Let $\angle A = \alpha$ , $\angle C = \gamma$ , and $\angle E = \beta$ , $AB=DE=p$ , $BC=EF=q$ , $CD=FA=r$ , $AB$ intersect $DE$ at $X$ , $BC$ intersect $EF$ at $Y$ , and $CD$ intersect $FA$ at $Z$ . Define the vectors: $\vec{u} = \vec{AB} + \vec{DE}$ $\vec{v} = \vec{BC} + \vec{EF}$ $\vec{w} = \vec{CD} + \vec{FA}$ Clearly, $\vec{u}+\vec{v}+\vec{w}=\vec{0}$ .

Note that $\angle X = 360^\circ - \angle A - \angle F - \angle E = 360^\circ - \alpha - 3\gamma - \beta = 180^\circ - 2\gamma$ . By sliding the vectors $\vec{AB}$ and $\vec{DE}$ to the vectors $\vec{MX}$ and $\vec{XN}$ respectively, then $\vec{u} = \vec{MN}$ . As $XMN$ is isosceles with $XM = XN$ , the base angles are both $\gamma$ . Thus, $|\vec{u}|=2p \cos \gamma$ . Similarly, $|\vec{v}|=2q \cos \alpha$ and $|\vec{w}| = 2r \cos \beta$ .

Next we will find the angles between $\vec{u}$ , $\vec{v}$ , and $\vec{w}$ . As $\angle MNX = \gamma$ , the angle between the vectors $\vec{u}$ and $\vec{NE}$ is $\gamma$ . Similarly, the angle between $\vec{NE}$ and $\vec{EF}$ is $180^\circ-\beta$ , and the angle between $\vec{EF}$ and $\vec{v}$ is $\alpha$ . Thus, the angle between $\vec{u}$ and $\vec{v}$ is $\gamma + 180^\circ-\beta+\alpha = 360^\circ - 2\beta$ , or just $2\beta$ in the other direction if we take it modulo $360^\circ$ . Similarly, the angle between $\vec{v}$ and $\vec{w}$ is $2 \gamma$ , and the angle between $\vec{w}$ and $\vec{u}$ is $2 \alpha$ .

And since $\vec{u}+\vec{v}+\vec{w}=\vec{0}$ , we can arrange the three vectors to form a triangle, so the triangle with sides of lengths $2p \cos \gamma$ , $2q \cos \alpha$ , and $2r \cos \beta$ has opposite angles of $180^\circ - 2\gamma$ , $180^\circ - 2\alpha$ , and $180^\circ - 2\beta$ , respectively.

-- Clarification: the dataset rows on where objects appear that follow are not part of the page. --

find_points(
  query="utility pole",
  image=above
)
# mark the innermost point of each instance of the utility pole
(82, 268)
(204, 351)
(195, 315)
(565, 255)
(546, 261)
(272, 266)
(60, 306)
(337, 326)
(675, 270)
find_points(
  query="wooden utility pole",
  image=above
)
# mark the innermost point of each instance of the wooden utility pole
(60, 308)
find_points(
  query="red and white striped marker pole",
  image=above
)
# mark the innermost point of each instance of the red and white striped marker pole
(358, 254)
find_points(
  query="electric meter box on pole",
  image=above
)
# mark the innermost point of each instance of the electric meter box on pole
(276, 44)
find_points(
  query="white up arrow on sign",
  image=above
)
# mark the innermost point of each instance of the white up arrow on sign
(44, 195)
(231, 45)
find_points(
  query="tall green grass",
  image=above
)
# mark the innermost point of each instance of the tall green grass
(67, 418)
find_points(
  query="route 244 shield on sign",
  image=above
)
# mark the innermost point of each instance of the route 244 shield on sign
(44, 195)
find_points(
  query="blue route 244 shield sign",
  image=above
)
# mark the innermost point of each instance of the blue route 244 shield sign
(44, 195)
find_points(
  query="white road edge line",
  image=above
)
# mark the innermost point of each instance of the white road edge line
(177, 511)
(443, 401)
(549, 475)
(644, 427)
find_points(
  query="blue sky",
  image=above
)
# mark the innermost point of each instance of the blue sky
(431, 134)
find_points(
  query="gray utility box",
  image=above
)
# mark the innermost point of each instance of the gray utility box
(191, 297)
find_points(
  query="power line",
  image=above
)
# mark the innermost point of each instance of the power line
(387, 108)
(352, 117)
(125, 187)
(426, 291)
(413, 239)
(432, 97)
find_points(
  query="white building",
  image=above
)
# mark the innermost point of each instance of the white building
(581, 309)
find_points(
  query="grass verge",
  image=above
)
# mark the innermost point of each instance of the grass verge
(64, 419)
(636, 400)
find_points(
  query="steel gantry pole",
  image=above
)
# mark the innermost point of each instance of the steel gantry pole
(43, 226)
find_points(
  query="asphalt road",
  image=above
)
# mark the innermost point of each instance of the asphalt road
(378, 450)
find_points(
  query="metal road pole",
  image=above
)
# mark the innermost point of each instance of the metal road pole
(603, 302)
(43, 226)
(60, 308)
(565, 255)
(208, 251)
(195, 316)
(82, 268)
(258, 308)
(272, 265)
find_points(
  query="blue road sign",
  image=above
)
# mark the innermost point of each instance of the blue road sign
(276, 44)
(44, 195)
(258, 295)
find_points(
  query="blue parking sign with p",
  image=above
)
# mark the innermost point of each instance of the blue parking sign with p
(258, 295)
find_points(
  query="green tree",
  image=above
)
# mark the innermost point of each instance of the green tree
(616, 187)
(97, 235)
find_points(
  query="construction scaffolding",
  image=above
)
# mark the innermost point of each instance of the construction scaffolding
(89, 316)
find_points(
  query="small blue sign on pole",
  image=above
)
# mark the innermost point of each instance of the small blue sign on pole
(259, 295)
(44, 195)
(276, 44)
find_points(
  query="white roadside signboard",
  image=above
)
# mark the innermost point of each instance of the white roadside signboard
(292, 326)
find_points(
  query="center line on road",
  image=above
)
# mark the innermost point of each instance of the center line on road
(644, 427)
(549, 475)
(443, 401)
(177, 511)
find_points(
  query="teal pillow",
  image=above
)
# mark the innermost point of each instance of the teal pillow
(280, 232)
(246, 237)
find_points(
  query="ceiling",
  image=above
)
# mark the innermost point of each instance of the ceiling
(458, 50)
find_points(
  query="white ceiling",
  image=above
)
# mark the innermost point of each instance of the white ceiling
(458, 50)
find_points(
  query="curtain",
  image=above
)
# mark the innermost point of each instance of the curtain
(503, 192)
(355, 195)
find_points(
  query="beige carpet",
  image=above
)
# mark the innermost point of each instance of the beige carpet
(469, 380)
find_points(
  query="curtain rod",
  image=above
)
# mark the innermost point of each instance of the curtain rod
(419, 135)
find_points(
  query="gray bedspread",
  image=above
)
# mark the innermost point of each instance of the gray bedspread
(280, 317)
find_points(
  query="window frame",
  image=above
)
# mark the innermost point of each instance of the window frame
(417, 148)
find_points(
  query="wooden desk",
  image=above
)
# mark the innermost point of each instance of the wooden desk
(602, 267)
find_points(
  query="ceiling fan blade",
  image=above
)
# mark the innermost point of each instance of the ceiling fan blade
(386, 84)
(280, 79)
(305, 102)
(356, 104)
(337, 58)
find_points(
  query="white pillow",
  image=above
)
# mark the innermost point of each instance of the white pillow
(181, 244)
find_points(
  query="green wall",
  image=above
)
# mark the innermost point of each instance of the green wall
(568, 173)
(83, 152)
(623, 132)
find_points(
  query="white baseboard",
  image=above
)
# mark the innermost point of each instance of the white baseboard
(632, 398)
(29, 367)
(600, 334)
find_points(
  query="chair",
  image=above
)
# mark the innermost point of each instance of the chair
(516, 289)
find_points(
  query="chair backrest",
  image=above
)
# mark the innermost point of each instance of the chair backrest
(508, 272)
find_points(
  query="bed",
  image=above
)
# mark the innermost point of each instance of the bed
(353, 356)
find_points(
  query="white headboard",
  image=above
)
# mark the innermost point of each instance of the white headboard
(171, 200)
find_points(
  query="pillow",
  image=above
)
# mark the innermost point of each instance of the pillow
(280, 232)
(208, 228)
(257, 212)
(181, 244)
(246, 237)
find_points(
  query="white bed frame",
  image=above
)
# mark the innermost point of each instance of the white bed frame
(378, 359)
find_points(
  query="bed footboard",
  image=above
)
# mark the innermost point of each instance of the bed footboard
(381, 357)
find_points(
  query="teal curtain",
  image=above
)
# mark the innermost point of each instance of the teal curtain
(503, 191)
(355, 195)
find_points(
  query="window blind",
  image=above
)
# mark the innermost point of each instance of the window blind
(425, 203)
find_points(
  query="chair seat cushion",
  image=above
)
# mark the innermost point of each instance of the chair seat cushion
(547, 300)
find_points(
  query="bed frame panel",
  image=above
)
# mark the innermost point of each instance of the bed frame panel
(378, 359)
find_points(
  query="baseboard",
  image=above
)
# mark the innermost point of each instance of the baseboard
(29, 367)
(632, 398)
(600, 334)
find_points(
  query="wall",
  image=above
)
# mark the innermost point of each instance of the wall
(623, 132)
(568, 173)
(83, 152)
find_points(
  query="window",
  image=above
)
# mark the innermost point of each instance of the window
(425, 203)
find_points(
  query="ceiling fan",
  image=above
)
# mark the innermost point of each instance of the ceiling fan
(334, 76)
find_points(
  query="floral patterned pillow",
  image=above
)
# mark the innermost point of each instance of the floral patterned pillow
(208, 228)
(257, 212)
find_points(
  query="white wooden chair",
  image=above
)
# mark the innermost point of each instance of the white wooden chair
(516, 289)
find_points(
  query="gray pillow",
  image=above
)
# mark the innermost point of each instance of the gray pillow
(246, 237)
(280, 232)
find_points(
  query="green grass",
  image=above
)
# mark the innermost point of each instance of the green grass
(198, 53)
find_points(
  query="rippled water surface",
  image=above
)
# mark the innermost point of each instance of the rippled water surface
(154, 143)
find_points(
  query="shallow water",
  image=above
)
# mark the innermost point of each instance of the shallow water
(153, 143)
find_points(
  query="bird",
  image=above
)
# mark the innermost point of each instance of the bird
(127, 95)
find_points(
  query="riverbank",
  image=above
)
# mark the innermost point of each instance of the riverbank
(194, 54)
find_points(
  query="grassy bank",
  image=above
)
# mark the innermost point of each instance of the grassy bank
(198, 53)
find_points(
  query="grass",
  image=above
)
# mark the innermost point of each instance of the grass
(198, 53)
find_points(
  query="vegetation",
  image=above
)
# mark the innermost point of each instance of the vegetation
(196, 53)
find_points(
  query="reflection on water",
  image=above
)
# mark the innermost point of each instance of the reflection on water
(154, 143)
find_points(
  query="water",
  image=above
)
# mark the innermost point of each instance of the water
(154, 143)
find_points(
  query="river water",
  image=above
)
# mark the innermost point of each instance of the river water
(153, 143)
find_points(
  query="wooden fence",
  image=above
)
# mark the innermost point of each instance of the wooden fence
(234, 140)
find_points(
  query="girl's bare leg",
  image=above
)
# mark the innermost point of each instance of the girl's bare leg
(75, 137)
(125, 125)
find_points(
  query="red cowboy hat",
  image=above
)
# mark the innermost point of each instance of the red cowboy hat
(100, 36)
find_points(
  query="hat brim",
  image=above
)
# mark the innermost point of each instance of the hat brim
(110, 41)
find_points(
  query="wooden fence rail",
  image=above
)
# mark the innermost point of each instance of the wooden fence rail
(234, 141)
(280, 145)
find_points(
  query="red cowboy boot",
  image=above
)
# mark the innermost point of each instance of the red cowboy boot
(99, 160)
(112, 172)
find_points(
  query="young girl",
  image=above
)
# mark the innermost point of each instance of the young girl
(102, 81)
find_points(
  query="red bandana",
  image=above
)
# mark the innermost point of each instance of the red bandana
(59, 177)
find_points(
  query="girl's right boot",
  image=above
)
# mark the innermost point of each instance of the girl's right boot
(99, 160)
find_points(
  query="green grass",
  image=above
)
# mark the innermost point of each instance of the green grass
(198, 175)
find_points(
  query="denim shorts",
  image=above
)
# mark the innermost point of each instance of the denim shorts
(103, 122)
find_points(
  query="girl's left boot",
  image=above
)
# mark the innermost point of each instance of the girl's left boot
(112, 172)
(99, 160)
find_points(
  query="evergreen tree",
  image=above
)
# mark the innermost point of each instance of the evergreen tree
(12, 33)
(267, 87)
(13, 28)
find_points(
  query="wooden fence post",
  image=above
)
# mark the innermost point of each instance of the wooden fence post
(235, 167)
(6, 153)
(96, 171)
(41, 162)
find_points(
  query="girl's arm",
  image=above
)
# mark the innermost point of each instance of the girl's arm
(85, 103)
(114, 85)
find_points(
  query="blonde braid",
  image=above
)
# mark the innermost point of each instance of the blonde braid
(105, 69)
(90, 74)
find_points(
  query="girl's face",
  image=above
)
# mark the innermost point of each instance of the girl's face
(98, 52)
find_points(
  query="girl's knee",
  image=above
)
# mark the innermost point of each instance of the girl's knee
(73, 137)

So by the law of sines: $\frac{2p \cos \gamma}{\sin 2\gamma} = \frac{2q \cos \alpha}{\sin 2\alpha} = \frac{2r \cos \beta}{\sin 2\beta}$ $\frac{p}{\sin \gamma} = \frac{q}{\sin \alpha} = \frac{r}{\sin \beta},$ and the triangle with sides of length $p$ , $q$ , and $r$ has corrosponding angles of $\gamma$ , $\alpha$ , and $\beta$ . But then triangles $FAB$ , $CDB$ , and $FDE$ . So $FD=p$ , $BF=q$ , and $BD=r$ , and $A$ , $C$ , and $E$ are the reflections of the vertices of triangle $BDF$ about the sides. So $AD$ , $BE$ , and $CF$ concur at the orthocenter of triangle $BDF$ .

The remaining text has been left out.